Dangerous Golf Video Game Review
We’ve all been there. You walk into a fancy museum or a carnival hall of mirrors and think, “Man, I really want to hit an exploding golf ball in here.” Well now you can! The debut game from the new developer Three Fields is as straight forward as it gets: destroy everything in sight by smashing a golf ball into it. The destructive premise of Dangerous Golf should come as no surprise considering the developers pedigree, which includes many former members of Criterion (the studio behind the Burnout series).
Dangerous Golf is a sports(ish) arcade-style game that takes more than a little inspiration from Burnout 3’s Crash Mode and, even more so, from the standalone title Burnout Crash!. Each “hole” is a different level filled with breakable (and expensive) objects you need to destroy in order to earn cash. Obviously, the more valuable objects you break, the more money you earn. Each level also has its own set of objectives, such as breaking every champagne bottle or landing in all the mop buckets, which net you vast sums of cash if completed.
Each hole provides you with three strokes to wreck as much of the environment as you can. When teeing off, it’s important to aim for objectives and expensive items, but also to break enough objects to trigger a Smashbreaker. Smashbreakers count as your second shot and work a lot like Crashbreakers in Burnout 3, blowing up your ball and allowing you to control it for a short time. Once you’re done wrecking stuff with the Smashbreaker, you have to sink a putt to retain all of the cash you earned.
Trick-shot putts, such as ricocheting off the wall, earn you more money.
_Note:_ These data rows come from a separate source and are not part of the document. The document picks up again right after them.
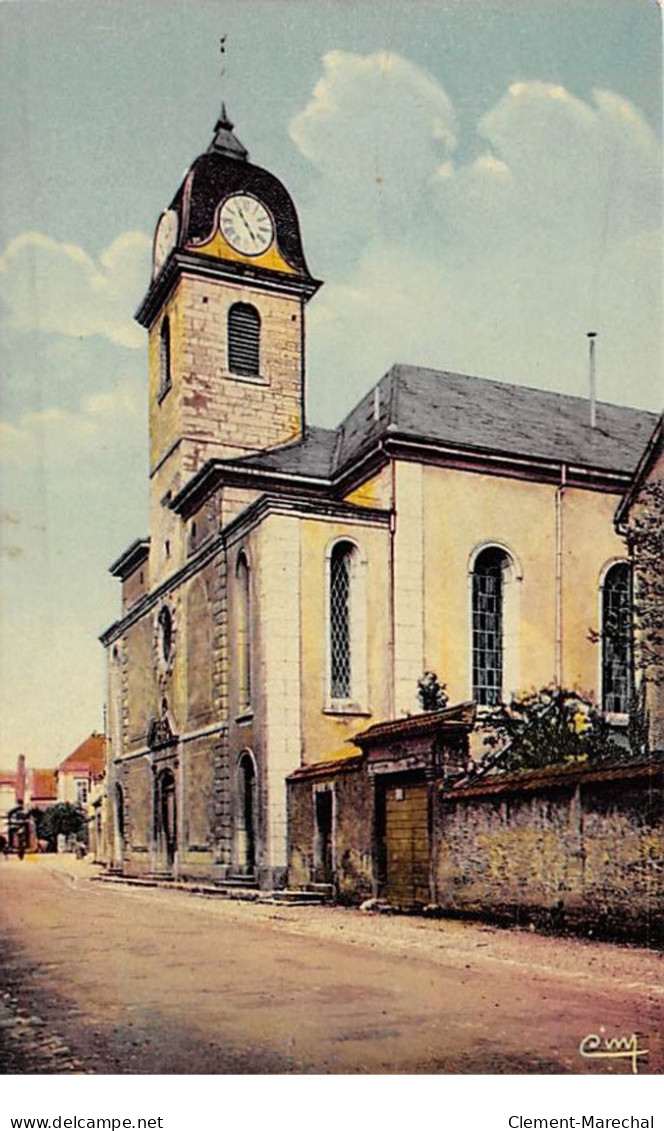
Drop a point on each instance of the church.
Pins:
(298, 581)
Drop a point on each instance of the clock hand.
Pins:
(242, 217)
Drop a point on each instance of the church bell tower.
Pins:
(225, 318)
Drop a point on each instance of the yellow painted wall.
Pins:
(373, 492)
(463, 510)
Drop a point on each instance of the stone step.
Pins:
(299, 897)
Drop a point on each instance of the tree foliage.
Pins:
(546, 727)
(646, 542)
(62, 820)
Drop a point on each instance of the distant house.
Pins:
(41, 790)
(640, 519)
(7, 797)
(82, 770)
(33, 788)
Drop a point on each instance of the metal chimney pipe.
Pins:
(592, 377)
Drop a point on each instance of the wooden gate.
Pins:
(407, 845)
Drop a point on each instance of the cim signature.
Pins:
(595, 1047)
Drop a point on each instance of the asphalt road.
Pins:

This may sound risky, but the aiming system is fairly forgiving, making trick shots worth trying for. You also gain new abilities as you progress, such as a tee-off laser sight that improves your aim, so guiding your shots becomes easier over time. But even with all its nuances, the game isn’t really about skill; the spectacle of destructive carnage is the single solitary goal.
Seeing a posh mansion torn to shreds by a golf ball is like watching an indoor fireworks show, and the game’s visuals are decent enough to keep the destruction entertaining. The graphics don’t look that much better than what you might find on the previous console generation, but there are a large number of stages and a galaxy of in-game objects to smash, keeping the appearance of each stage interesting and different. The sheer number of breakable in-game assets keeps the game from getting stale visually.
The music and sound effects in Dangerous Golf are top-notch. Shattering glass, clanging pianos, crumbling stone; every sound effect adds impact to the havoc you unleash. Stryker, the upbeat announcer from the Burnout series, makes a return but, unfortunately, his hype is rarely backed up by the gameplay.
Though destructive mini-golf is a great concept with a lot of potential, the developers missed the mark a bit with the execution. Most of the gameplay feels like steering around a bouncy wrecking ball instead of anything resembling golf. If the gameplay relied more on golf rules and physics, Dangerous Golf would be a lot more interesting.
The game is undeniably fun for a while, but trying to achieve all the objectives in each level can become frustrating and tedious after multiple attempts. The crash events in Burnout were a lot of fun, but they were intermixed with racing and other activities to keep the events fresh. There are some variations to Dangerous Golf’s formula, such as putting challenge stages, but there isn’t enough variety to keep the game from inevitably becoming stale after a few hours.
Single player is especially dull, but playing with a group of friends can be enjoyable. If you are looking for a party game and long for the satisfaction of destroying a bunch of expensive stuff, Dangerous Golf‘s low $20 price tag might be worth it to you. Gamers looking for any depth or strategy will want to skip this one, but fans of harmless, wonton destruction will definitely get a kick out of it.
Dangerous Golf was reviewed on Xbox One. It is also available for PC and PlayStation 4. A copy of the game was purchased by the reviewer.